1 Сигриле — прохлада.
Я была счастлива. Спасибо Тебе за это! Своим талантом и азартом ты преодолел космополитическое брюзжание усталой старухи, почитательницы Стендаля и Пруста, так и не преодолевшей юношеского увлечения Шиллером и втайне обожавшей черноглазого веймарского олимпийца.
Но то были олимпийцы!
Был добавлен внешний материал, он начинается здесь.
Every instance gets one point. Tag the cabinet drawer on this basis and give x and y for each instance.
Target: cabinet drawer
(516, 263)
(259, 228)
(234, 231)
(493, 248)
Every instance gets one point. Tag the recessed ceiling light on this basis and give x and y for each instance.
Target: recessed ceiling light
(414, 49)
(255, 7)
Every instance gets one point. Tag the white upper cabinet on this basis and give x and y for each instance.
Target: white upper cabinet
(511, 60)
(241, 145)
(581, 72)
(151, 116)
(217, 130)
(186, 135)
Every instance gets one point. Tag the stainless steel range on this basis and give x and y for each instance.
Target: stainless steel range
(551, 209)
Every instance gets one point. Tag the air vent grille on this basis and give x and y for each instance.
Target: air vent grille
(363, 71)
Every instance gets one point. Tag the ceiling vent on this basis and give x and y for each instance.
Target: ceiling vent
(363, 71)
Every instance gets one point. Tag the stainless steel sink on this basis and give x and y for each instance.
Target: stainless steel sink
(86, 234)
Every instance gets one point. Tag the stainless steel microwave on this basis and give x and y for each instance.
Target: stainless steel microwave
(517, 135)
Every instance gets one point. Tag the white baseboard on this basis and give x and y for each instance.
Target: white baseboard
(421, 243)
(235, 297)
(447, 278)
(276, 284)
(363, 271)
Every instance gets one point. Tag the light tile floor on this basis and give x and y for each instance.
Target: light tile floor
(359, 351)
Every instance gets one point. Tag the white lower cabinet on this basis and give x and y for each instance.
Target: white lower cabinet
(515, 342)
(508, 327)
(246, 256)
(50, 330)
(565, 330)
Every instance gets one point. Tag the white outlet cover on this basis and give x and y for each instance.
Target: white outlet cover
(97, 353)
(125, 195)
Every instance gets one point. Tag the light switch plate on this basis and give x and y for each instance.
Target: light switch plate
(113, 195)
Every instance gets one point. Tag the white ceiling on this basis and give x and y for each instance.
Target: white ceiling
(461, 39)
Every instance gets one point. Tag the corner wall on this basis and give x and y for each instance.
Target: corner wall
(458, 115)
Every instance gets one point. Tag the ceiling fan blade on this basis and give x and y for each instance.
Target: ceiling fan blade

Полубоги! Нет — боги! Огромный Кельнский собор, готический шпиль которого вызывает восторг и оторопь. А ты показал мне дом под черепичной кровлей, просторную имеретинскую оду с резным балконом и распахнутой настежь дверью. И я вошла в него и услышала нашенский говорок с его взлетающей, как на горках, интонацией. И почувствовала запах опаленной у камина кукурузной лепешки, и приправленной орехом фасоли, и сухую кислинку изумрудного цоликаури, какое особенно удавалось твоему деду.
Мой милый зспЬа, я опять позволяю себе это обращение, хотя рука невольно противится. Внятно ли прочитывается в моей метафоре характеристика Твоего творчества? Именно так я восприняла его при первом знакомстве по просьбе недоумевающей Ивлиты, и так же восприняла сейчас, спустя двадцать лет, и с радостью убедилась, что ничего в твоих писаниях не обветшало. Ибо ты никогда не руководствовался конъюнктурной злободневностью, а это уже немало.